The system works well. Historically, antitrust laws have been narrowly written and applied, and have focused on protecting consumers from anti-competitive actions. Even so, current federal and state antitrust laws remain actively enforced, and their core principles have been adapted to apply to new types of industries, businesses and markets.

In contrast, this proposed legislation would result in a dramatic change to the Donnelly Act and provide expansive authority for both the Attorney General and private plaintiffs to bring cases in response to market activities they disfavor.

The bill provides no guidance as to what constitutes a “dominant position,” nor does it provide any specifics on what would constitute the abuse of such position. 

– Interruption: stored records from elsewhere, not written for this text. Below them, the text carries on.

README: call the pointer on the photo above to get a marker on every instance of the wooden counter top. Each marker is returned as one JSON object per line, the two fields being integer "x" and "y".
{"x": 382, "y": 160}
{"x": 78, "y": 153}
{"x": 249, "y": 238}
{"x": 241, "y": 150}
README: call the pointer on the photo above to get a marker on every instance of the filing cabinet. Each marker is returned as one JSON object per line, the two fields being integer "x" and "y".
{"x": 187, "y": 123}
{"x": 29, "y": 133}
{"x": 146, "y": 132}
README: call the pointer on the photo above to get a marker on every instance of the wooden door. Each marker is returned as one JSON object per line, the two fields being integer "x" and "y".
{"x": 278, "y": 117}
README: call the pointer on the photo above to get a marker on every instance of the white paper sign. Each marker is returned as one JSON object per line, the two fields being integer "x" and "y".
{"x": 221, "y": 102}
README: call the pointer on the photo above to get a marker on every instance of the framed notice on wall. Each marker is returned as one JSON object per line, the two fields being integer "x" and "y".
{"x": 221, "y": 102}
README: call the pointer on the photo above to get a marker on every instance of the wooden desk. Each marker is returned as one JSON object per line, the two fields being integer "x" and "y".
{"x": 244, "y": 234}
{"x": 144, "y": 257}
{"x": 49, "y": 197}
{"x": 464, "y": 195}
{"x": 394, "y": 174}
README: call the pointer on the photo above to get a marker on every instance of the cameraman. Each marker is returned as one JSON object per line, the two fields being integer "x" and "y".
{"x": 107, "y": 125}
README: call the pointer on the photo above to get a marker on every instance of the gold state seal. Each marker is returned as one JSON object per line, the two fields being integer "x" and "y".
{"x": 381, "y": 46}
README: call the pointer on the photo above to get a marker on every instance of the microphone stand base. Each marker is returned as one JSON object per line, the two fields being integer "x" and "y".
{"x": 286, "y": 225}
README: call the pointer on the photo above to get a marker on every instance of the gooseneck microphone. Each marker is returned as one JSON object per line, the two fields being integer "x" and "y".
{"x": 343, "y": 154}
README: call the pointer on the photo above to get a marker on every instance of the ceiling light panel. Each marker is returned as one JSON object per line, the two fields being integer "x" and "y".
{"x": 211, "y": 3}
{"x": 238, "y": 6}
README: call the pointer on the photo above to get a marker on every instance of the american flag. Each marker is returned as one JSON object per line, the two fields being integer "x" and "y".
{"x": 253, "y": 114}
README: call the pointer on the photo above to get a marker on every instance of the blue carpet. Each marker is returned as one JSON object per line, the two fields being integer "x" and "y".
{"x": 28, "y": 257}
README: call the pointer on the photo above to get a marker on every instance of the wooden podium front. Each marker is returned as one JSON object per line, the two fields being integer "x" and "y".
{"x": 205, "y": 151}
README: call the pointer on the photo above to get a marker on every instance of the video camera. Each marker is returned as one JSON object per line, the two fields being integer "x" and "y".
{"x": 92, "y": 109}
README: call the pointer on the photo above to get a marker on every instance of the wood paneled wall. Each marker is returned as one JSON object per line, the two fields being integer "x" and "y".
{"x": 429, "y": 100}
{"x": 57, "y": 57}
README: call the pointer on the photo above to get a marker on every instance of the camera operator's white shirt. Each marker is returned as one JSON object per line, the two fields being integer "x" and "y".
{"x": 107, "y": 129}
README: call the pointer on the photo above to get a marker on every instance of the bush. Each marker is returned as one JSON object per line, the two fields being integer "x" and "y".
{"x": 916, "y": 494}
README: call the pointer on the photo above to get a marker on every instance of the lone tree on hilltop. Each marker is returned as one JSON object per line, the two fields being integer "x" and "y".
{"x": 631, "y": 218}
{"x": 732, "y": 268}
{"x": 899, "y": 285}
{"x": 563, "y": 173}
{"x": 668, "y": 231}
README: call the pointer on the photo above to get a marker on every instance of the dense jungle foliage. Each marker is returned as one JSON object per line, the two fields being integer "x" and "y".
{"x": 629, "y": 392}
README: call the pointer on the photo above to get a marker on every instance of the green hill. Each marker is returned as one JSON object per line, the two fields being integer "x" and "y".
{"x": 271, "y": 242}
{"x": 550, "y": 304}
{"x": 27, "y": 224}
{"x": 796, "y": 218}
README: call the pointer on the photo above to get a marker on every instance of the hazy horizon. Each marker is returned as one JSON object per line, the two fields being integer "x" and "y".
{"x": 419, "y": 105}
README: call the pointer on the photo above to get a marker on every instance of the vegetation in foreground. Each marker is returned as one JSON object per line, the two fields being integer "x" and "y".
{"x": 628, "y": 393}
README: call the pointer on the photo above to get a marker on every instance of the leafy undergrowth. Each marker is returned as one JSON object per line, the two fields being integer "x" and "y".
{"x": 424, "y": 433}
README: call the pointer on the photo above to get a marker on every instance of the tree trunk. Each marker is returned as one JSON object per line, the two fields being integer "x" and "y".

As important, the implications of these proposed changes do not solely target “big business”. Businesses can be viewed as holding a “dominant position” depending on how the market is defined. A narrow market definition can make a business dominant allowing a plaintiff to argue that business is dominant and its conduct is abusive.

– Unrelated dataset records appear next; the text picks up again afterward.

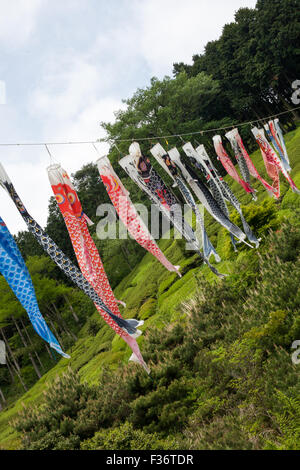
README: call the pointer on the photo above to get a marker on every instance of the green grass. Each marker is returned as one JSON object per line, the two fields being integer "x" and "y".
{"x": 153, "y": 294}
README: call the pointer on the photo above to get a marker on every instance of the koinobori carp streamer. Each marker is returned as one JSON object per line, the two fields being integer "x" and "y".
{"x": 165, "y": 160}
{"x": 14, "y": 270}
{"x": 119, "y": 196}
{"x": 147, "y": 178}
{"x": 241, "y": 154}
{"x": 69, "y": 269}
{"x": 228, "y": 165}
{"x": 87, "y": 254}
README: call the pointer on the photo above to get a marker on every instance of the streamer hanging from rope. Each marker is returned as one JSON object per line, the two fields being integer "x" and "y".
{"x": 14, "y": 270}
{"x": 241, "y": 154}
{"x": 281, "y": 138}
{"x": 128, "y": 214}
{"x": 273, "y": 161}
{"x": 210, "y": 203}
{"x": 273, "y": 136}
{"x": 166, "y": 162}
{"x": 228, "y": 165}
{"x": 140, "y": 170}
{"x": 127, "y": 327}
{"x": 227, "y": 194}
{"x": 85, "y": 249}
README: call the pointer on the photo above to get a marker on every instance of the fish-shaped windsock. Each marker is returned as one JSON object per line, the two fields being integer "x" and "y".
{"x": 139, "y": 168}
{"x": 165, "y": 160}
{"x": 14, "y": 270}
{"x": 272, "y": 161}
{"x": 126, "y": 328}
{"x": 242, "y": 155}
{"x": 202, "y": 158}
{"x": 119, "y": 196}
{"x": 228, "y": 165}
{"x": 274, "y": 138}
{"x": 207, "y": 198}
{"x": 279, "y": 133}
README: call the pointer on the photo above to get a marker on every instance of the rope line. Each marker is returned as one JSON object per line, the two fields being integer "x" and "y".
{"x": 110, "y": 140}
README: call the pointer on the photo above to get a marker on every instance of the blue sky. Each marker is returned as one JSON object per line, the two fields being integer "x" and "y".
{"x": 67, "y": 66}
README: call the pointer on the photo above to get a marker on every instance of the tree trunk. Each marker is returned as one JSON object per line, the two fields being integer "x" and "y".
{"x": 26, "y": 345}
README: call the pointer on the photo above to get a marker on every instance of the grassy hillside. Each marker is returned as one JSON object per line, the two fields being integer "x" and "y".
{"x": 153, "y": 294}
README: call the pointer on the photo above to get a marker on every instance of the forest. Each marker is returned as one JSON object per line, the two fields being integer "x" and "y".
{"x": 222, "y": 376}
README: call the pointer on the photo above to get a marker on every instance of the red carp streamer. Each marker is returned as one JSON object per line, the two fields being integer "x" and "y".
{"x": 120, "y": 198}
{"x": 87, "y": 254}
{"x": 238, "y": 146}
{"x": 272, "y": 161}
{"x": 228, "y": 165}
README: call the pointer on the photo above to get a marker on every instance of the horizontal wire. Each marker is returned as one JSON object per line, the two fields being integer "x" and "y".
{"x": 110, "y": 140}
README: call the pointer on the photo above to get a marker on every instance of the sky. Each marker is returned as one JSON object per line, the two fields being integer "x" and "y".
{"x": 66, "y": 66}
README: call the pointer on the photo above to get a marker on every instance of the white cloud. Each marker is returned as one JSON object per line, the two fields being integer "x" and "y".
{"x": 18, "y": 21}
{"x": 75, "y": 88}
{"x": 174, "y": 30}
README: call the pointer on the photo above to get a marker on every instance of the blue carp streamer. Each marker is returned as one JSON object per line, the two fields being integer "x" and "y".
{"x": 14, "y": 270}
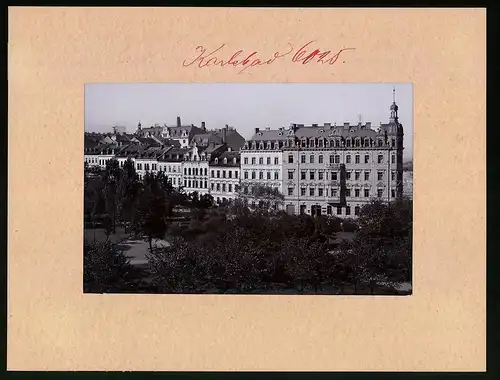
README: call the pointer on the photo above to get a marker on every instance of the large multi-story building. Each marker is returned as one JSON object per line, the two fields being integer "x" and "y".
{"x": 319, "y": 169}
{"x": 225, "y": 176}
{"x": 261, "y": 160}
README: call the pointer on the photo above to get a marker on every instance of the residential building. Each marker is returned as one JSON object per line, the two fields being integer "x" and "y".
{"x": 334, "y": 170}
{"x": 261, "y": 160}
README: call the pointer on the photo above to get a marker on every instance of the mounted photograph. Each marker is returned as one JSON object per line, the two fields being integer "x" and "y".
{"x": 248, "y": 188}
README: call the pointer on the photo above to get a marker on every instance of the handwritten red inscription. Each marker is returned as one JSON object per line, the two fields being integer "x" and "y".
{"x": 304, "y": 55}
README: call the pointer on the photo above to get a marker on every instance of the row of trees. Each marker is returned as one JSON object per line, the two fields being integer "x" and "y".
{"x": 233, "y": 249}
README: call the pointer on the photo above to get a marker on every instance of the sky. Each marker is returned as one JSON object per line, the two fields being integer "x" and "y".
{"x": 246, "y": 106}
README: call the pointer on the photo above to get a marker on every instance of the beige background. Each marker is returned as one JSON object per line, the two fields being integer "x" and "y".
{"x": 52, "y": 325}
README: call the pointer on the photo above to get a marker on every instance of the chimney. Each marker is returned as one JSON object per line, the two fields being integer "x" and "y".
{"x": 224, "y": 135}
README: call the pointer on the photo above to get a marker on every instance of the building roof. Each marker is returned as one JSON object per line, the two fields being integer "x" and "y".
{"x": 229, "y": 157}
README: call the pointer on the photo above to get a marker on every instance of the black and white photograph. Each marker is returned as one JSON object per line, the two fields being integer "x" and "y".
{"x": 248, "y": 188}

Antitrust enforcement today appropriately places consumers at the heart of the law. This legislation would move away from that standard.  In fact, contrary to existing federal and state antitrust statutes, aimed clearly at assuring market competition for the benefit of consumers, this legislation seems to provide protection to other market participants, including those impacted by more successful competitors. As the U.S. Supreme Court has said in United States v. Grinnell Corp., 384 U.S. 563 (1966), the purpose of antitrust law “is not to protect businesses from the working of the market; it is to protect the public from the failure of the market.” Consumers are the main beneficiaries of competition, and antitrust is intended to protect them from business conduct that damages such competition.

As stated by the Senate sponsor, this push is intended to go after the largest tech companies – but the truth is that its impact will be felt across all business sectors. Such broad powers held by state antitrust enforcers would provide enormous leverage over all categories of business and could dictate specific outcomes in each sector of the economy, giving the state and plaintiffs the ability to pick winners and losers among competing businesses.

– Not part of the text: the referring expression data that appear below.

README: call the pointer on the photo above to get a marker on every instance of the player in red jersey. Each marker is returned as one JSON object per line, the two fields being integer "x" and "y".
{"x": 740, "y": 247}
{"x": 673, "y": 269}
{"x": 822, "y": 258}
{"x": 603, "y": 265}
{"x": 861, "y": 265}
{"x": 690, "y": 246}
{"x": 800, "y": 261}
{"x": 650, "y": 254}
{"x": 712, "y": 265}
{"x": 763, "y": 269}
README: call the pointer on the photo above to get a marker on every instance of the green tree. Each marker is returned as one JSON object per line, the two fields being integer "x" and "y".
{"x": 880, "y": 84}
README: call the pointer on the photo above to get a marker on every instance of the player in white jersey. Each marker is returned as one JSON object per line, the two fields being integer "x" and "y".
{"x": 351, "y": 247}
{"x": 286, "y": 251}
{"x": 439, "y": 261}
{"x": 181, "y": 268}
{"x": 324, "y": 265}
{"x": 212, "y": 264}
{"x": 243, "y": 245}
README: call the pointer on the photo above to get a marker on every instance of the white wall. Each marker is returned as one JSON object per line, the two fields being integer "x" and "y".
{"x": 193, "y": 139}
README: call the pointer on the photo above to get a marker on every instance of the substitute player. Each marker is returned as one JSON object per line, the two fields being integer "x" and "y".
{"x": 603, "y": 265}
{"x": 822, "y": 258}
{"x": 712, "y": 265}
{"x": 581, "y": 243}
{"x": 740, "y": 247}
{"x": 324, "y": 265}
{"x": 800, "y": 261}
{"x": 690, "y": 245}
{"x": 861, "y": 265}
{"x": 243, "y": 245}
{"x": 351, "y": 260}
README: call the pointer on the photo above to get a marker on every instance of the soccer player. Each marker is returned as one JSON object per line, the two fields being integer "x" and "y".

The Business Council is committed to promoting vigorous competition among businesses in our economy and the just and effective enforcement of current law. Antitrust is not regulation. Antitrust is about ensuring market forces determine market outcomes. In contrast, regulation is a conscious decision to steer specific outcomes in the market. Efforts to change the antitrust law in New York should not alter antitrust into a tool to steer market outcomes and should certainly not do so on the backs of average New York consumers. The Donnelly Act has served the state well and remains adequate to address this important public policy concern. However, we believe that this legislation would serve to undermine competition rather than enhance it, by creating and applying new, undefined criteria to regulate market behavior and ultimately do significantly more harm than good for the state and its citizens. 

California has rejected the Twenty-First Century Anti-Trust Act, and the New York Legislature should too.  On behalf of our 3,200 members, The Business Council strongly opposes the adoption of S.6748-B (Gianaris) / A.10323 (Peoples-Stokes).